Solved – Topic modeling (LDA) gives different outputs

bayesianmachine learningtopic-modelsunsupervised learningvariational-bayes

I am using Topic Modeling Tool which is based on Mallet and using latent dirichlet allocation (LDA). When I ran the tool multiple times, with the same input (a folder of 200-500 short text files), and set Topics = 10 with the default of 10 words printed per each topic, the generated 10 topics and the words in the output changes.

So am i supposed to reran it multiple times and how can I pick one?
Does it matter which tool of topic modelling I use? I found a few other tools in my search including Stanford Topic Modeling Toolbox, Natural Language Toolkit, etc.

Best Answer

As Cliff notes in comments, the objective function for LDA is non-convex, making it a multimodal problem. That is, you can expect any given run to be locally optimal; you cannot expect that any given run would outperform some other run from different starting points.

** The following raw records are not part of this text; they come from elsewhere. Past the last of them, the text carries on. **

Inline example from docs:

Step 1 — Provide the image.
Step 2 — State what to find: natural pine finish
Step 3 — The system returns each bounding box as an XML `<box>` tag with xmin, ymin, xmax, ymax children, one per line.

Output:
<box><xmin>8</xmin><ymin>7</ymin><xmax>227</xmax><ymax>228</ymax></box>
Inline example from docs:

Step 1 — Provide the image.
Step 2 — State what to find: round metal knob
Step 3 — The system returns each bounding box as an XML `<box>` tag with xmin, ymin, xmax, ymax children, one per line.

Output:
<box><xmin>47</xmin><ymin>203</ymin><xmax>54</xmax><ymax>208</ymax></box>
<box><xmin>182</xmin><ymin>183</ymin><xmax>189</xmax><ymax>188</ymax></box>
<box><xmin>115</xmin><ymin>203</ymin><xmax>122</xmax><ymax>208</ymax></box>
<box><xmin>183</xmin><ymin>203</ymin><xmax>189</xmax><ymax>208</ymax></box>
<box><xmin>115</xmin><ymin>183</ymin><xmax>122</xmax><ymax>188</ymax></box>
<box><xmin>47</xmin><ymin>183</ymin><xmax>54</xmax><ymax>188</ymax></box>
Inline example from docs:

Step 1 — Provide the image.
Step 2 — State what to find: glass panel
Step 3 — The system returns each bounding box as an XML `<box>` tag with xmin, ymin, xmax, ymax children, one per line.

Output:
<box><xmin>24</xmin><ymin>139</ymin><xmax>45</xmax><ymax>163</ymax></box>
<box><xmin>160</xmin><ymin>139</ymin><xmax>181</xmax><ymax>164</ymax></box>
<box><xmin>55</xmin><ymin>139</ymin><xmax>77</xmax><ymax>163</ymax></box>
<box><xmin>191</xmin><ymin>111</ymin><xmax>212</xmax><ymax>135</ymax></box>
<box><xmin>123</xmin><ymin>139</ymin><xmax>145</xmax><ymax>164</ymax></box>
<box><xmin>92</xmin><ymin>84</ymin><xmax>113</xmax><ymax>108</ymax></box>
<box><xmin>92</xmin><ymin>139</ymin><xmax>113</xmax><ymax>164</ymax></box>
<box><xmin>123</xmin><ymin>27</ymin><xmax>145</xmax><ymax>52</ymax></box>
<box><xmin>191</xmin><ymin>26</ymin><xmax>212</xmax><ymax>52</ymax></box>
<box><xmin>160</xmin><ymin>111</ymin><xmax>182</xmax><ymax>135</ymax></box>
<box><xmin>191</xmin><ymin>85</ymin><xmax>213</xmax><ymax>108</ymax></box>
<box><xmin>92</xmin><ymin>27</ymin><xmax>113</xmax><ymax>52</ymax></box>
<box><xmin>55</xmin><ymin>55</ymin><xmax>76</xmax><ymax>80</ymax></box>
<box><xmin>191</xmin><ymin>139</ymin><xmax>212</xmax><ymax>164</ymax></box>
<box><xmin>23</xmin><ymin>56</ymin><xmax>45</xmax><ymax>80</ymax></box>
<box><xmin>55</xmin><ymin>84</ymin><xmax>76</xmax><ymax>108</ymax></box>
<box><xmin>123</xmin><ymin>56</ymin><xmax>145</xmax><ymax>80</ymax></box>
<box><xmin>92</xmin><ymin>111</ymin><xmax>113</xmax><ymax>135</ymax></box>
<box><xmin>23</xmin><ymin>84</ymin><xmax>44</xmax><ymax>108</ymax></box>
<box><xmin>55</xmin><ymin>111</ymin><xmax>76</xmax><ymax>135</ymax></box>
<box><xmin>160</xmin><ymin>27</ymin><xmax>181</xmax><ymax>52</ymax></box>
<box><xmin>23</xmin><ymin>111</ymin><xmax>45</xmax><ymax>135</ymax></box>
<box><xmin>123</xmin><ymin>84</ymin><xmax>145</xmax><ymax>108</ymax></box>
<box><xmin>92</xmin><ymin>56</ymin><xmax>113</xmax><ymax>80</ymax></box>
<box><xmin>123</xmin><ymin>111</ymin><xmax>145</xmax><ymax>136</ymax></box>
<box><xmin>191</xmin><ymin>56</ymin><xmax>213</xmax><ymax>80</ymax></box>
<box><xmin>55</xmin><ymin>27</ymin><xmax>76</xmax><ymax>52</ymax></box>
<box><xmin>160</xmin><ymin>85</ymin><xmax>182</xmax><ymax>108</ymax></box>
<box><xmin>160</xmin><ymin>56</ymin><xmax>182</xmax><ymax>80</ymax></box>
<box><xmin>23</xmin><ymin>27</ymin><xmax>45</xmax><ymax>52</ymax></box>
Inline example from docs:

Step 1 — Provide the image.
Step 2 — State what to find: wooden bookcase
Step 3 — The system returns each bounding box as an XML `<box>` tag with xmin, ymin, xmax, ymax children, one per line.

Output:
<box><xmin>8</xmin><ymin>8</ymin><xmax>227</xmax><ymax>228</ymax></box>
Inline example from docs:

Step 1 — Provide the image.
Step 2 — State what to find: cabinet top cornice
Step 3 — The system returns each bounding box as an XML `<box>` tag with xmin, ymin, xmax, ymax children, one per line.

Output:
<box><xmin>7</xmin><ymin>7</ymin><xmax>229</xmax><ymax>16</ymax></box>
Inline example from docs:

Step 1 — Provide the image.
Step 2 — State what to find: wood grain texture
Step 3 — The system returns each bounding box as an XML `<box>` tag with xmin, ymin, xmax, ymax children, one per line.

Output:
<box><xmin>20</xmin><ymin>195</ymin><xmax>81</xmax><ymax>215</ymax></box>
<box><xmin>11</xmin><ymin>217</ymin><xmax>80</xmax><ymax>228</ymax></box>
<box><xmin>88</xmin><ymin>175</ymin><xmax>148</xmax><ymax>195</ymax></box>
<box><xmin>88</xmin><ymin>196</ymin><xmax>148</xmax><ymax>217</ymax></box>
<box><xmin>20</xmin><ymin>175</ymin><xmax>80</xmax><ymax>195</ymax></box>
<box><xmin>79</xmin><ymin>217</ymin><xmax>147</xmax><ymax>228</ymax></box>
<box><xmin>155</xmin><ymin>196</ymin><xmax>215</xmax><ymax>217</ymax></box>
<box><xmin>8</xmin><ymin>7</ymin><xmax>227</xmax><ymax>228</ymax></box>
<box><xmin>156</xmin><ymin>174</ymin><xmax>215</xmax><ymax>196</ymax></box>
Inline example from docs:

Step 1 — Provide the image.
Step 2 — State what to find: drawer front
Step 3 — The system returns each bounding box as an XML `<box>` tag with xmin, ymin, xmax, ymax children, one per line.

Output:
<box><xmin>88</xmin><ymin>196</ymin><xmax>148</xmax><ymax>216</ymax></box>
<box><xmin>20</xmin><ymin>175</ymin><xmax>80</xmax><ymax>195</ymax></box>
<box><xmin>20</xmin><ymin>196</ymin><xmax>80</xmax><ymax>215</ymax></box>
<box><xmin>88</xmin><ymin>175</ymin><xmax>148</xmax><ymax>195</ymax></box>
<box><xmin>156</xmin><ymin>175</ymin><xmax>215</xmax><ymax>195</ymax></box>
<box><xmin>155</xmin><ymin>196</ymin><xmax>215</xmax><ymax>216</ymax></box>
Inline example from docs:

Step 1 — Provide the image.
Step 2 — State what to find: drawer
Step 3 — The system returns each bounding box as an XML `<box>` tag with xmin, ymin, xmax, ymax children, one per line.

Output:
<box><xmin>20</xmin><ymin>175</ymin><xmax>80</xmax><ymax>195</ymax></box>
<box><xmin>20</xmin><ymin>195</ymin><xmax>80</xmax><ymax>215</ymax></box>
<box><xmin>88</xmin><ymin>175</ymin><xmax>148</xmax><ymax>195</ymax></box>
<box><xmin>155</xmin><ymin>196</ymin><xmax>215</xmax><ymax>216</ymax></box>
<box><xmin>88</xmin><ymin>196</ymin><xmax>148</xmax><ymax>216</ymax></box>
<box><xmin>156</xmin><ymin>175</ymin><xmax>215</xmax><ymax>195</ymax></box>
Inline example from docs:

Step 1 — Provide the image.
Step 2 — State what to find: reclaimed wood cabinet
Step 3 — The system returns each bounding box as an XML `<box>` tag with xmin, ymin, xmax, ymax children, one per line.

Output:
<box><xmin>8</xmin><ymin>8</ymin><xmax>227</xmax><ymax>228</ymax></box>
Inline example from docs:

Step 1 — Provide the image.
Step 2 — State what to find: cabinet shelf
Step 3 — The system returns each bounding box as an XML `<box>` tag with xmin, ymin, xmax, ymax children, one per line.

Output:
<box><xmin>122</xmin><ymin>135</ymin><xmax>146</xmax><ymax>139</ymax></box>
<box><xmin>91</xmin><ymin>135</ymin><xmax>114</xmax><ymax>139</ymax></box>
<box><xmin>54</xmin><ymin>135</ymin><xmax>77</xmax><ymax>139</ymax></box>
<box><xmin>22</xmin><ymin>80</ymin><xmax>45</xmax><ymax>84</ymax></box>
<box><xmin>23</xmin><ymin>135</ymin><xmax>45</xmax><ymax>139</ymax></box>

To choose between multiple runs, consider this from another paper on variational methods by LDA creators David Blei and Michael Jordan (emphasis mine):

Practical applications of variational methods must address initialization of the variational distribution. While the algorithm yields a bound for any starting values of the variational parameters, poor choices of initialization can lead to local maxima that yield poor bounds. We initialize the variational distribution by incrementally updating the parameters according to a random permutation of the data points. (This can be viewed as a variational version of sequential importance sampling). We run the algorithm multiple times and choose the final parameter settings that give the best bound on the marginal likelihood.

They were writing about Dirichlet process mixtures, but the principle of selecting the run that best predicts the data carries. Also consider selecting based on perplexity of a held-out test set.